Making use of by-products
The training – which largely focused on orchard management – also featured the potential use of by-products. Almost all olive oil production by-products can be sustainably re-used: fallen branches, leaves and twigs can serve as compost for the soil around trees, while the “margines” – the water squeezed out of the olives while separating the oil – is used for irrigation, and as fertilizer, for the olive orchards.
Even the leftover pits from Fathi Kanzari’s grove can be compressed into heating briquettes and used to provide industrial energy or to warm homes.
Using all by-products makes good economic sense and can cut costs significantly and create another source of revenue. By coupling this resourcefulness with industry knowledge, olive farmers produce olive oil of a higher quality and increase orchard productivity, resulting in a better product for consumers and potentially higher profit margins for producers.
Dialogue to strengthen the sector
The EBRD and FAO have also led structured discussions between all the sector’s stakeholders, from small farmers, oil millers and exporters, to government officials; it is important for all stakeholders to work together, not just on quality but also on distribution and other issues.

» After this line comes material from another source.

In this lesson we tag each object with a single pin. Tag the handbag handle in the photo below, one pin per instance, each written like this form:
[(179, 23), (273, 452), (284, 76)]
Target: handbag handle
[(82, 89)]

This interactive dialogue has led to the development of a strategic and operational plan that will help to guide the EBRD and FAO interventions.
Stemming from this dialogue, a high-level conference – held in November 2017 in Tunis – brought together 80 industry players to discuss innovations, different technologies and the importance of quality in a commercial strategy.
The sector – with the help of the EBRD and FAO – will now aim to tackle key constraints such as organization, traceability and certification, access to long-term finance, and a supportive policy environment.
“Our work with FAO helps to develop sustainable practices in the sector in the long run, while it also prepares local businesses for investments for their production facilities and equipment,” according to Antoine Sallé de Chou, Head of the EBRD’s Tunisia office.
A pilot project is currently underway to investigate the impact of adopting best practices to harvesting and milling on the quality and stability of the olive oil.